Simplicity Audit: We avoid Reinforcement Learning (RL) or Graph Neural Networks (GNNs) initially to focus on a robust, observable supervised learning pipeline.

System Architecture

Pipeline Deep Dive

Data Pipeline

Data Source: Application event logs (click, impression, heartbeats for watch time), Video metadata DB, User profile DB.

Data Ingestion: Kafka for real-time streaming of interaction events. Airflow for daily batch ingestion of metadata.

Data Storage: S3 for raw parquet files (Data Lake), partitioned by date/hour for efficient query scanning.

Data Processing: Spark for joining impressions with clicks/watch-time labels. We use a "Wait-for-Label" window (e.g., 24 hours) to ensure watch-time labels are complete before training.

Feature Pipeline

Feature Definition:

User: user_id (embedding), watched_video_ids (sequence), preferred_genres.

Item: video_id, category, video_length, upload_time.

Context: device_type, time_of_day_bucket.

Feature Engineering:

Continuous: Log-transform view_count to handle power-law distribution.

Categorical: Hashing trick for high-cardinality IDs.

Online/Offline Consistency: Use a Feature Store (e.g., Tecton or Feast). This ensures that the code used to compute "average watch time in last 1 hour" is identical in the Flink stream (serving) and the Spark job (training).

Model Architecture

Retrieval (Two-Tower):

User Tower: Deep network transforming user features into vector

U

Item Tower: Deep network transforming video features into vector

V

Loss: In-batch softmax with sampled negatives to maximize

U \cdot V

Ranking (MMoE):

Bottom: Shared embedding layer for all features.

Middle: Multiple "Expert" networks.

Top: "Towers" for each task (Task 1: Logistic for Click; Task 2: Regression for Watch Time).

Why?: Prevents "Clickbait" by allowing the model to penalize items with high click probability but low predicted watch time.

Training Pipeline

Dataset Construction: Negative sampling is critical. For retrieval, use "all items" as potential negatives. For ranking, use "impressed but not clicked" as negatives.

Data Splitting: Time-based split. Train on days 1-28, validate on day 29, test on day 30. Random splits lead to temporal leakage.

Retraining: Daily batch retraining for the ranker. The Retrieval Tower can be updated less frequently, but item embeddings should be re-generated hourly.

Serving Pipeline

Retrieval Pattern: Use FAISS or HNSW for ANN. The item tower outputs are pre-computed and indexed in a vector DB (e.g., Pinecone or Milvus).

Ranking Pattern: High-throughput inference using NVIDIA Triton or TFServing.

Latency Optimization:

Feature Prefetching: Fetch user features in parallel while retrieval is running.

Model Quantization: Use FP16 or INT8 for ranking weights to reduce memory bandwidth bottlenecks.

Evaluation Pipeline

Offline:

Retrieval: Recall@100.

Ranking: Weighted AUC (where positive samples are weighted by watch time).

Online: A/B test comparing the new model against the current production baseline. Measure "Total Platform Minutes" as the primary KPI.

Monitoring Pipeline

System: Monitor P99 latency of the ANN search. If it spikes, fall back to a cached "Popular Videos" list.

Model: Track Prediction Drift. If the average predicted CTR deviates from the historical average by >10%, trigger an alert for potential data pipeline corruption.

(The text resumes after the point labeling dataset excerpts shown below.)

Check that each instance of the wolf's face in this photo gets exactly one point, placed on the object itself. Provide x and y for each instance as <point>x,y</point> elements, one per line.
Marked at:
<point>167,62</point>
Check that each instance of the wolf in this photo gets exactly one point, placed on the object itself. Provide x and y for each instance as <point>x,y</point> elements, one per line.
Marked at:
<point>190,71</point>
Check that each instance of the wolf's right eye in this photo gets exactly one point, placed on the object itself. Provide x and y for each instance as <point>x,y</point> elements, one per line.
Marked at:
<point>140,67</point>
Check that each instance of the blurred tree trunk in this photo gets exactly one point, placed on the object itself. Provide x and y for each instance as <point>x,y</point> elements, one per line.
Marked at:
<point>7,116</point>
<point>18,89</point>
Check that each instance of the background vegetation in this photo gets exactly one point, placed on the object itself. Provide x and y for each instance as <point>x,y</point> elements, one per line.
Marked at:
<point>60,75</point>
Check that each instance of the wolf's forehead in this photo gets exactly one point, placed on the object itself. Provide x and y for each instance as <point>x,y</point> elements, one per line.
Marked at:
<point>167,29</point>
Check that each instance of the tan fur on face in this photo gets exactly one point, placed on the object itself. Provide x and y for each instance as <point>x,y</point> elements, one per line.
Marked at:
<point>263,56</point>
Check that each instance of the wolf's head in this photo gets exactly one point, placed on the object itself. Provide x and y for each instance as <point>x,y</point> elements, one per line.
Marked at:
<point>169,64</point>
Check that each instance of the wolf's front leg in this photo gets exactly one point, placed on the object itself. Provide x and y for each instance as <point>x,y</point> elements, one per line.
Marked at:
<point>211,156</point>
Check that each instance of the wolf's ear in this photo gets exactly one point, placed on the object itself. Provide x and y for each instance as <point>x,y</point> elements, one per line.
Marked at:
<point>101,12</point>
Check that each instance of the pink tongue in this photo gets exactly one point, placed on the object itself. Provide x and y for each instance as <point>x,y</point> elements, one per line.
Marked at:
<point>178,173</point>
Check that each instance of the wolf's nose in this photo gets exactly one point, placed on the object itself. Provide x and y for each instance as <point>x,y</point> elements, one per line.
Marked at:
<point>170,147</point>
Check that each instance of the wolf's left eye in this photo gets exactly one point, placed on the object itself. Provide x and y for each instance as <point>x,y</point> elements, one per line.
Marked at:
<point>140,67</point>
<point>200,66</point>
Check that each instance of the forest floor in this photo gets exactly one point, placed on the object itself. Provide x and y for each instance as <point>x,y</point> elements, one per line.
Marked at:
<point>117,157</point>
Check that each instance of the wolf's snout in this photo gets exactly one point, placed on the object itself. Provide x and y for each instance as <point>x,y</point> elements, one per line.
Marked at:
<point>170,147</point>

Feature: Monitor Feature Completeness. If user_history is missing in 5% of requests, investigate the Feature Store ingestion.

Wrap Up

Final Evaluation

Cold Start: For new videos, use the Item Tower to project them into the embedding space based on metadata/tags alone.

Exploration/Exploitation: Use a Deterministic Hash-based shuffling to ensure a user sees a diverse set of genres in their top 10.

Trade-offs: We trade off absolute accuracy (e.g., using a Transformer/Cross-network) for lower latency and better maintainability by using an MMoE-DNN architecture.